Mungkinkah Jokowi Mengatasi Kemacetan Jakarta?

31 Oct 2012 Mungkinkah Jokowi Mengatasi Kemacetan Jakarta?

Saya tinggal di kota Bogor, dan dulu kantor saya di kawasan Duku Atas, jalan Jend. Sudirman, Jakarta Pusat. Sampai dengan tahun 1992, saya ngantor sehari-hari melalui rute Warung Jambu – Parung – Sawangan – Pondok Indah – Kebayoran Lama – Asia Afrika – Penjompongan.
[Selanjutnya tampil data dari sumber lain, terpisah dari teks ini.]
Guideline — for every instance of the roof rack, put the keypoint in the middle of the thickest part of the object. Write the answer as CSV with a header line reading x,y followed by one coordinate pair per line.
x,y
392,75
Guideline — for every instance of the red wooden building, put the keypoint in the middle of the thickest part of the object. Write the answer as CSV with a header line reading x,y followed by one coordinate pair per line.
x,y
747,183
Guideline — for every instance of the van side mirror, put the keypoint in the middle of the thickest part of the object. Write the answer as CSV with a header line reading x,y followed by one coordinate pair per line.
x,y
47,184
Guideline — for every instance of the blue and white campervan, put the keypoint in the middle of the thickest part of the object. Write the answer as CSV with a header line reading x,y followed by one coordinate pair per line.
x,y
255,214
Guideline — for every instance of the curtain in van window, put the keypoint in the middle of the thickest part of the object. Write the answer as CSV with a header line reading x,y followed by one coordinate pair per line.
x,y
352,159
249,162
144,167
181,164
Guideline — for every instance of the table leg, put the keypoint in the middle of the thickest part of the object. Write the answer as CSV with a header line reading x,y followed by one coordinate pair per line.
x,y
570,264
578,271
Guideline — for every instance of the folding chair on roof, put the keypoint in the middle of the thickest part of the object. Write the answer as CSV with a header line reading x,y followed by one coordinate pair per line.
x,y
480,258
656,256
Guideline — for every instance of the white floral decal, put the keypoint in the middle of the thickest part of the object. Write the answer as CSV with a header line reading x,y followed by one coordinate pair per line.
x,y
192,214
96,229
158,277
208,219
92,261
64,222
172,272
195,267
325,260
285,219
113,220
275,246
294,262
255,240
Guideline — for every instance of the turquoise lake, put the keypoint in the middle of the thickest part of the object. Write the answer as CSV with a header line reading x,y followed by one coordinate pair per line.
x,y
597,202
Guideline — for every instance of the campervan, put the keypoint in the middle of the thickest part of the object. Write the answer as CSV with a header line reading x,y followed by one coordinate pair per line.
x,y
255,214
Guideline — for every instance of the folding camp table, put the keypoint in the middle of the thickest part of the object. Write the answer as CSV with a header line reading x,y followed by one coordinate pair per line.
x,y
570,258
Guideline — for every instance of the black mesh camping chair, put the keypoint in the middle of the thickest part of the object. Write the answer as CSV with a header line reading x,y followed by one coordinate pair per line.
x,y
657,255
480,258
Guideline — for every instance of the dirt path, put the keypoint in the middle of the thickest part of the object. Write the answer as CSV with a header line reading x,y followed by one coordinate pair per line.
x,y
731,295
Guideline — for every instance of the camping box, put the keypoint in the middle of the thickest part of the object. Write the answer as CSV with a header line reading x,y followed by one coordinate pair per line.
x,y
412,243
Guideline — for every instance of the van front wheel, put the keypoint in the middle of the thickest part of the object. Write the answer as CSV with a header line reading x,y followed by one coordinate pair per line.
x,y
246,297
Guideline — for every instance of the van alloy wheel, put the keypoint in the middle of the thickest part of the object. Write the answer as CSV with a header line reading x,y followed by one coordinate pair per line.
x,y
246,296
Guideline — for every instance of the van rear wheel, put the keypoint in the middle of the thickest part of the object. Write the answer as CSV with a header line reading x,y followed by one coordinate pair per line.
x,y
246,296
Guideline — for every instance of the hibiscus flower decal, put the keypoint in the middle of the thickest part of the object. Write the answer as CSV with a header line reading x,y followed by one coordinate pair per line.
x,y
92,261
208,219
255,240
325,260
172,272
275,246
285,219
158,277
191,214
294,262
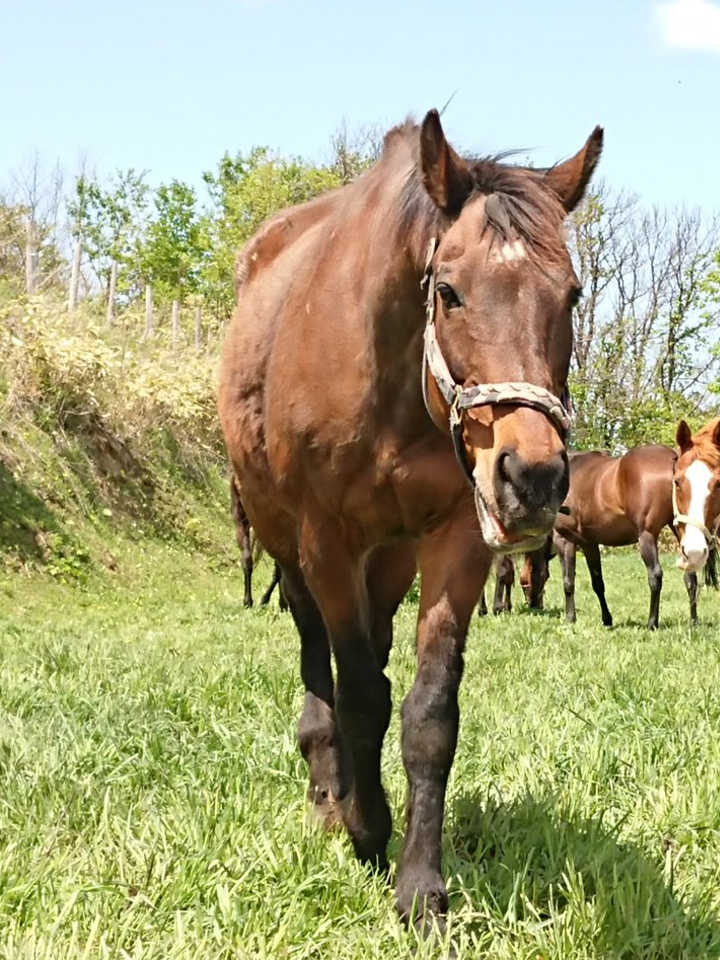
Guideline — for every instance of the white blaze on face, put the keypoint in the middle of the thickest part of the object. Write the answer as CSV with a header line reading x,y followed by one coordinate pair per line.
x,y
694,544
510,252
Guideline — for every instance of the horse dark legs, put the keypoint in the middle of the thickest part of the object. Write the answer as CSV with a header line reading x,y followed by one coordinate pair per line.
x,y
275,582
691,587
362,691
320,741
242,532
452,580
648,551
567,554
592,556
503,585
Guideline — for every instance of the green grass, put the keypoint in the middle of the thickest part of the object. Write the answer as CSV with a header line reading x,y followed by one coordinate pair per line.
x,y
152,794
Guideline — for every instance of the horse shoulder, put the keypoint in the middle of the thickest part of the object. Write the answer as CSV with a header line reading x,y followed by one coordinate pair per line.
x,y
276,235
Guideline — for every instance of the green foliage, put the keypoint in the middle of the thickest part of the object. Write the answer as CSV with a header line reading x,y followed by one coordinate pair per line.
x,y
98,430
110,222
173,250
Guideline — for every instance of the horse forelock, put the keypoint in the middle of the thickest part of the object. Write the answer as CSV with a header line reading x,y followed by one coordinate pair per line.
x,y
704,447
518,206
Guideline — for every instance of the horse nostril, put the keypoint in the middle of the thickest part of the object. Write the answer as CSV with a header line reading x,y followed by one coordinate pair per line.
x,y
504,467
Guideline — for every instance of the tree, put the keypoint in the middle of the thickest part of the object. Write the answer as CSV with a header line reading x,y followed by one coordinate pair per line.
x,y
245,191
173,252
642,354
110,222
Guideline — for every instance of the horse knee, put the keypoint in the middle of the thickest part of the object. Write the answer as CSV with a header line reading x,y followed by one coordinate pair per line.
x,y
363,705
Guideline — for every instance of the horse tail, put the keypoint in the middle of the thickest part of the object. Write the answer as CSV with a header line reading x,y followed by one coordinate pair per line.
x,y
242,523
711,575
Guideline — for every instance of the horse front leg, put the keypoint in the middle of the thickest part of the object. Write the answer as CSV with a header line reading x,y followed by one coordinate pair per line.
x,y
454,564
691,587
649,553
567,552
336,578
592,558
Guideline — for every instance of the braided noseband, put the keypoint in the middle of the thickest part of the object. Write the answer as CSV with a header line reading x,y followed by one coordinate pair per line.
x,y
459,399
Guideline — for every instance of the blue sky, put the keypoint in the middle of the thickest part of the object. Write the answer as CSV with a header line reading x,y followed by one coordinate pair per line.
x,y
169,86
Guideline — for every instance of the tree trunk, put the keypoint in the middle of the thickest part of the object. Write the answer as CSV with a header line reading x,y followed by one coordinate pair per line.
x,y
176,323
198,327
111,294
31,257
75,277
149,315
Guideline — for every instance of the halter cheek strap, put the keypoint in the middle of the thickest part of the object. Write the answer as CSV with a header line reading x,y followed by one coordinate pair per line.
x,y
460,399
712,538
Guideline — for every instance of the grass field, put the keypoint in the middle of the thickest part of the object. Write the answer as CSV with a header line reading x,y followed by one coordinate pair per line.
x,y
152,799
Rata-rata hanya makan waktu 90-100 menit dari rumah sampai kantor atau sebaliknya, kecuali ada kecelakaan atau banjir. Jadi, setiap hari buang waktu antara 3 sampai 3.5 jam untuk perjalanan.

Sebagai tenaga IT support, jam kantor saya bebas, tidak ada absensi. Namun setidaknya sekali dalam seminggu ada meeting, sehingga jam 8:00 pagi harus sudah siap di kantor. Pada hari tersebut, saya berangkat dari rumah jam 6:00 pagi dan sampai di kantor jam sekitar 7:50. Paling sial jam 8:00 sampai di kantor. Ternyata kondisi seperti itu tidak lama. Sejak memasuki tahun 1993, setiap ada meeting, saya harus lewat tol Jagorawi. Kalau nekad lewat rute di atas, jam 8:30 belum sampai ke kantor.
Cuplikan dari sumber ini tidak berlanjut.